At the back of the building, they stopped at an office with a window that let everyone look inside and whoever was inside keep an eye on the outside. A brunette in her thirties was talking on the phone while she painted her big toenail a chromelike blue. She wiped at the corner of a toe with her thumb. Jayne wondered what she was going to do with the paint smear that was now on her skin. She got her answer when the woman wiped it under her desk.
“I’m definitely on the same page you are, Ken. Remember, we wrote the book together. But I have to stand firm on this. As a nonprofit, I have to watch our pennies. And everything for that night has already been paid for. Nonrefundable paid.”
She tilted her head to the side, saw the girls in the doorway, and motioned them in. Tattoo Girl made herself comfortable on the tapestry love seat and picked up a crumpled magazine. Since she took up the entire length of the sofa, Jayne had no other option than to maneuver herself awkwardly onto a denim beanbag in the corner.
“Great, Ken. I knew we could come to a solution together. Yeah, send me an e-mail confirming everything. Bye.” She hung up and screwed down the cap of the nail polish. “Ryan, remind me again why I do this job?”

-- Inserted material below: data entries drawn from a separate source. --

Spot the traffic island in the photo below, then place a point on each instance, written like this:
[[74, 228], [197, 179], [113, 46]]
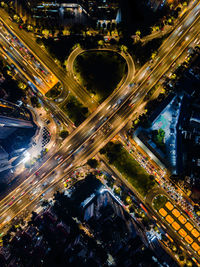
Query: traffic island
[[100, 72]]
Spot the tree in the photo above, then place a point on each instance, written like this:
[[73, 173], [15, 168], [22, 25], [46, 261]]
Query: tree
[[181, 258], [63, 134], [93, 163], [45, 203]]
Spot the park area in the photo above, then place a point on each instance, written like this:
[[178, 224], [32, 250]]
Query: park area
[[128, 167], [75, 110], [100, 72]]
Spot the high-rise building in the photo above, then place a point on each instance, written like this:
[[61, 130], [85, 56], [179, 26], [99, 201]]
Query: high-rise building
[[16, 130]]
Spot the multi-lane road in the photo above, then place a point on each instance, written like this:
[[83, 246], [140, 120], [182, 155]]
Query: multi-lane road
[[105, 122]]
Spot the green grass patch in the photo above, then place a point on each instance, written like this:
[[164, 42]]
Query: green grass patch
[[159, 202], [100, 72], [128, 167], [75, 110], [55, 91]]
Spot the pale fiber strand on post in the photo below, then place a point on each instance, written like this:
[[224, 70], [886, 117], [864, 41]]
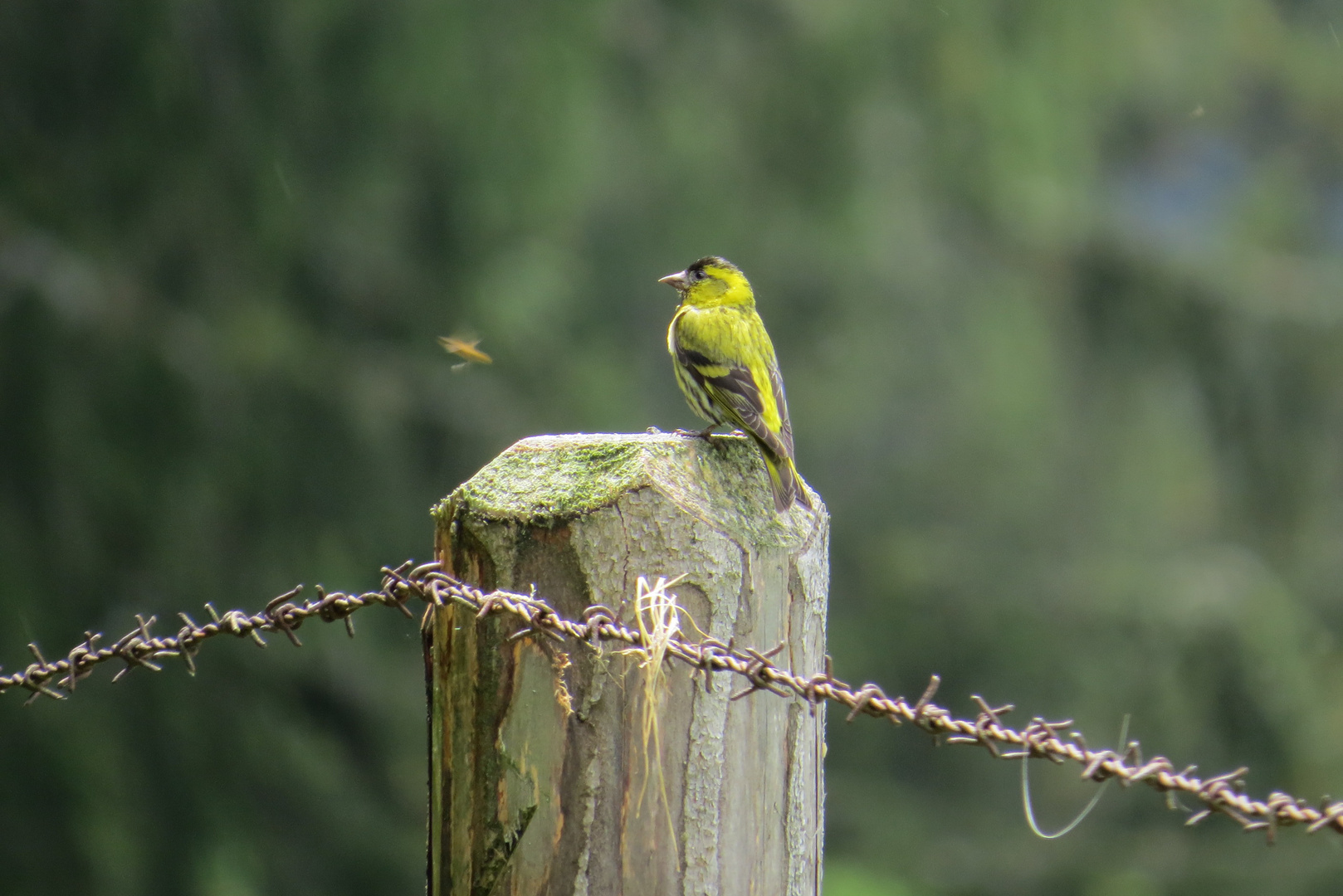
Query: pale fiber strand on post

“Because the pay keeps you in that bling bling you like so much.” The girl on the couch didn’t look up from her News-week .

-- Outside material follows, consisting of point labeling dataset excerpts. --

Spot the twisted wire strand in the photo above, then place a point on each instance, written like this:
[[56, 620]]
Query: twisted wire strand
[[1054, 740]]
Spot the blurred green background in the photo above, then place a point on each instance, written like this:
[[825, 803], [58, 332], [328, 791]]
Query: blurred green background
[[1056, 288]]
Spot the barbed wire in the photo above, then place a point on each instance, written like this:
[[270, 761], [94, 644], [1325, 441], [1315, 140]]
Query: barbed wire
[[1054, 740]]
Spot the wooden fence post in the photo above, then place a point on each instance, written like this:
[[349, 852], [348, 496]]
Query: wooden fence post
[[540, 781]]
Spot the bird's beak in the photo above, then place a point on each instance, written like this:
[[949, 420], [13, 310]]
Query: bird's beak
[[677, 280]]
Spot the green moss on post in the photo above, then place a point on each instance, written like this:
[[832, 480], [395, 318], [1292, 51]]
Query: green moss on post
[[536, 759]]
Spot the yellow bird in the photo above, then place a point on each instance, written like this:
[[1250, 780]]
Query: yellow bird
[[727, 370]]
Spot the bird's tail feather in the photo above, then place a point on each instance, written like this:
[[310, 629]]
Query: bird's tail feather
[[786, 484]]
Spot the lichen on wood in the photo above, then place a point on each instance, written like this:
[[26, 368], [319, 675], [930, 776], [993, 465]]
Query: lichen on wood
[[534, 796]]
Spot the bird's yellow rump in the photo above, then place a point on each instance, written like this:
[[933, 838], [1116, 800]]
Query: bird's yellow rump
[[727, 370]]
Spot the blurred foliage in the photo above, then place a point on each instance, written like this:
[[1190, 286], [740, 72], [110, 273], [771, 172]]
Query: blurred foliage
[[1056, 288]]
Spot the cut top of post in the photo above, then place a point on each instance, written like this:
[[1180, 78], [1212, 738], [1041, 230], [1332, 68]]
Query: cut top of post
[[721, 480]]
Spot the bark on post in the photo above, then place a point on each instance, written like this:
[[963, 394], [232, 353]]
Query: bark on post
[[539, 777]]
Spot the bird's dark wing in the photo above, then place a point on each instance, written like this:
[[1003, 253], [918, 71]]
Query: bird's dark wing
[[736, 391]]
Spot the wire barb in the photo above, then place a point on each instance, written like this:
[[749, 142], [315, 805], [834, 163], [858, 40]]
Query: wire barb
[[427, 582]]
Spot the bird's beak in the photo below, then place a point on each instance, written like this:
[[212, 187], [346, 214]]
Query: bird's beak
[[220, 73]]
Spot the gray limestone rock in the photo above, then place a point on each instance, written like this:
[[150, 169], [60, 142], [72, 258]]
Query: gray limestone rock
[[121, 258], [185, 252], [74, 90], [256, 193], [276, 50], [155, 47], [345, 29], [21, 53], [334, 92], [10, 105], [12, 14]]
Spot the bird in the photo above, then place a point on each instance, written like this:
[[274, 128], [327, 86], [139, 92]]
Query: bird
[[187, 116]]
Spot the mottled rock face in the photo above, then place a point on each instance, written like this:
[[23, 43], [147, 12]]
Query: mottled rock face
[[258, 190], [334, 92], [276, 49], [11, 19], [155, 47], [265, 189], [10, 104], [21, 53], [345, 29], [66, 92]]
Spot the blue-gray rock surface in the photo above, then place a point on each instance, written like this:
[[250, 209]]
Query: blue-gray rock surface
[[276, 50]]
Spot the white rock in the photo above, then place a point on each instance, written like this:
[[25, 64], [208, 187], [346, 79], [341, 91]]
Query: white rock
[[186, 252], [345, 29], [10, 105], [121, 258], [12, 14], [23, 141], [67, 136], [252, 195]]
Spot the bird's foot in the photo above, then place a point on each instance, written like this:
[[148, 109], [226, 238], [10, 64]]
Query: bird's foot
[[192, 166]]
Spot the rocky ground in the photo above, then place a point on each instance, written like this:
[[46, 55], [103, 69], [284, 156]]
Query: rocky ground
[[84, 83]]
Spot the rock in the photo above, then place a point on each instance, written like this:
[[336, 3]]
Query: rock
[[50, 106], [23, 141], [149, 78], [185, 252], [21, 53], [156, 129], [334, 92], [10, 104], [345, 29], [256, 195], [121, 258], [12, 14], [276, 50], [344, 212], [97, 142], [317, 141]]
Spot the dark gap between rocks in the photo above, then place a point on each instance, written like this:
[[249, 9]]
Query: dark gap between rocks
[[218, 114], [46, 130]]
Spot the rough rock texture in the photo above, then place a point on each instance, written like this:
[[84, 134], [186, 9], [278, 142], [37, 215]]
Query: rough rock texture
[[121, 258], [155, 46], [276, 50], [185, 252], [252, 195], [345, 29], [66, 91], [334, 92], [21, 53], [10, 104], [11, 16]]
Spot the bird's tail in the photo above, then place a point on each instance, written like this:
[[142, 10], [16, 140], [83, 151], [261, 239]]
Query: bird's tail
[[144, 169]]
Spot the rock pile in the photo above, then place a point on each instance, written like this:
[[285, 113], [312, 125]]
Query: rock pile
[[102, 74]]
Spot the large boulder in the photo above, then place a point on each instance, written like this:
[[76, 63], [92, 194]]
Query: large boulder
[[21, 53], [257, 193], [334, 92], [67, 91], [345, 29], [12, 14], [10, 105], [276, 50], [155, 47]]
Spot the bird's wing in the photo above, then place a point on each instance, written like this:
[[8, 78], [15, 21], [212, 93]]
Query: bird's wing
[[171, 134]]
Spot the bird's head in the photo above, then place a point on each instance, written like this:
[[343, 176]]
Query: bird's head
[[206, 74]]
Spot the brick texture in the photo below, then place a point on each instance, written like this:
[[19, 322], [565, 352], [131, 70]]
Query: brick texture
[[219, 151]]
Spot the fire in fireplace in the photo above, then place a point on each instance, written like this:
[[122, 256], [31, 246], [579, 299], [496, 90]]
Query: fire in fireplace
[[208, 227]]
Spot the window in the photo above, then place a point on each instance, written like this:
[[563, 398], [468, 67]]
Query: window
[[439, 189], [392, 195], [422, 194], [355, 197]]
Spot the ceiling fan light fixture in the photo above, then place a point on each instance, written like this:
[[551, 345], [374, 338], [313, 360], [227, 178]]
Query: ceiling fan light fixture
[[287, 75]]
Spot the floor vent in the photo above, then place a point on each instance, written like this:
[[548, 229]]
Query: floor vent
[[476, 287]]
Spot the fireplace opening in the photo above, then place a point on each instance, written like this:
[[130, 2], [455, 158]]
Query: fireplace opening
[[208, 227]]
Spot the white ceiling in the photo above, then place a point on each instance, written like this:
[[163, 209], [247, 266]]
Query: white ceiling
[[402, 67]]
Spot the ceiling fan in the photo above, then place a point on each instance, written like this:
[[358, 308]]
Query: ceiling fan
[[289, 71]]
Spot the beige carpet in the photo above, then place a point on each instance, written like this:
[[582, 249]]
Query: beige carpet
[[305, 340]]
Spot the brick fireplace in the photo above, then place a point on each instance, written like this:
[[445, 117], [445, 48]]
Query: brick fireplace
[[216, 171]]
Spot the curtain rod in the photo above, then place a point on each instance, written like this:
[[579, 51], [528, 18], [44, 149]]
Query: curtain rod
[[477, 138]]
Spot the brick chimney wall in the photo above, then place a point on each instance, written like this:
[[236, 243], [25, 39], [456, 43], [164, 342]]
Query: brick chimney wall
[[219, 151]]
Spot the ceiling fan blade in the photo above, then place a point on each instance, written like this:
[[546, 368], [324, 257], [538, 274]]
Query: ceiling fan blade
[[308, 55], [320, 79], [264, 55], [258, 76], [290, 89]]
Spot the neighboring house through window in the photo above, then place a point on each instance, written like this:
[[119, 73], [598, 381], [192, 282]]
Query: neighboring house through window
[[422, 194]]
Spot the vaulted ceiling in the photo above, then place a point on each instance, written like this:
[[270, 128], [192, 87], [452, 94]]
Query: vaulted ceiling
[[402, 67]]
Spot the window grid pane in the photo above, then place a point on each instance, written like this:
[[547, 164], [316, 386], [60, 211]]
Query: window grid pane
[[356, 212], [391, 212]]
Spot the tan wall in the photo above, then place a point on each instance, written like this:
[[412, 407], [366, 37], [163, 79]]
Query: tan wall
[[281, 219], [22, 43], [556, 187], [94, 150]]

“Oh, yeah. Thanks for the reality check.” The woman turned to Jayne and scooted forward on the wheeled chair with the heels of her feet. Feet that were bare and had black soles from what looked to be the less-than-clean industrial carpet. “You must be Jayne. I’m Maria.”
Jayne pushed herself up to shake her extended hand. She let go when her stomach muscles couldn’t hold her in the weird scrunched-over position any longer.

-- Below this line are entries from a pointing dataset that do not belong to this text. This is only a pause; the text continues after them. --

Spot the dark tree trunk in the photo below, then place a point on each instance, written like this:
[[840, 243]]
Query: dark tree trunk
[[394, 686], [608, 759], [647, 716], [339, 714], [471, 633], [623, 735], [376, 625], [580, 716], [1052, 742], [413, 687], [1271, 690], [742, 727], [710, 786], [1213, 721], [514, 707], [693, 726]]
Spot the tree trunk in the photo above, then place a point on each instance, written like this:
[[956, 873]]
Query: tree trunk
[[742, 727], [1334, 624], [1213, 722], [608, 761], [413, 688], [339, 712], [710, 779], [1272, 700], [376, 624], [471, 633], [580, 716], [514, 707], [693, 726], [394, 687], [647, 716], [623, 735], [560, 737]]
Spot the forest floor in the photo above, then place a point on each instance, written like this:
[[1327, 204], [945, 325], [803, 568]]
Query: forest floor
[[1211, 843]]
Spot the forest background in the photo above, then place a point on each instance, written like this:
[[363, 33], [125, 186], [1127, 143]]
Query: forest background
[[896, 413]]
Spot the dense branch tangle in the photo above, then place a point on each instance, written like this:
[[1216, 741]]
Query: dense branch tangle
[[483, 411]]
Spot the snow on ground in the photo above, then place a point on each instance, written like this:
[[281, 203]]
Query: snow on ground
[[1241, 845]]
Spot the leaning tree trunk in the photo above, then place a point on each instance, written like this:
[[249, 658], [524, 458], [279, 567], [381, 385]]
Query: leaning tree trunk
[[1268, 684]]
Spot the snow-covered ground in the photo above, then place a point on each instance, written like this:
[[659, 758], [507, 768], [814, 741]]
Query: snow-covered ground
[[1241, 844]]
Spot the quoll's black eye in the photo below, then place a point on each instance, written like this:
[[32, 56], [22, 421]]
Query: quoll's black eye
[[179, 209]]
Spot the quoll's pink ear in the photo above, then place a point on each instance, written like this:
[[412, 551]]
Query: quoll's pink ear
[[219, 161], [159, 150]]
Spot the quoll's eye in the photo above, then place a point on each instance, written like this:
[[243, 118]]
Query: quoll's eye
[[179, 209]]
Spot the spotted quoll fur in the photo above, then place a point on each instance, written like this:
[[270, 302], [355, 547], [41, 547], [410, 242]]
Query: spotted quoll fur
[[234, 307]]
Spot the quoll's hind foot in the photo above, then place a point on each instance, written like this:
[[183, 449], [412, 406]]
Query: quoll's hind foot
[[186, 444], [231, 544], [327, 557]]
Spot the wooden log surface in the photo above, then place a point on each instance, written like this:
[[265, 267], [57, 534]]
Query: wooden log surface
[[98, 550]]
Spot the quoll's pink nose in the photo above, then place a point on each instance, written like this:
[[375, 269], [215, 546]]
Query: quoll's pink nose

“I hear we have you for a year. Is that right?”
Jayne nodded numbly. A year. It sounded so permanent.
“Great. Ryan, show her where to put her bag and where the lunchroom and bathrooms are. Then bring her back to me and we’ll get you up to speed on your daily duties, okay?” Maria’s brown eyes crinkled at the corners as she directed this last part at Jayne. She picked up the nail polish. “Plus, that should give me enough time to do the other foot.”
Ryan showed Jayne the lockers where she could lock up her stuff. Rather, she half-lifted an arm in the direction of the lockers and sighed, “Your crap goes there.”
Jayne pulled out a sweatshirt before she put the bag in the locker and turned the key. “Is it always this cold in here?”
“Right as rain, princess.”
Princess? She didn’t deserve that. She had on Old Navy jeans. Rhinestone flip-flops. A gold Bulova watch.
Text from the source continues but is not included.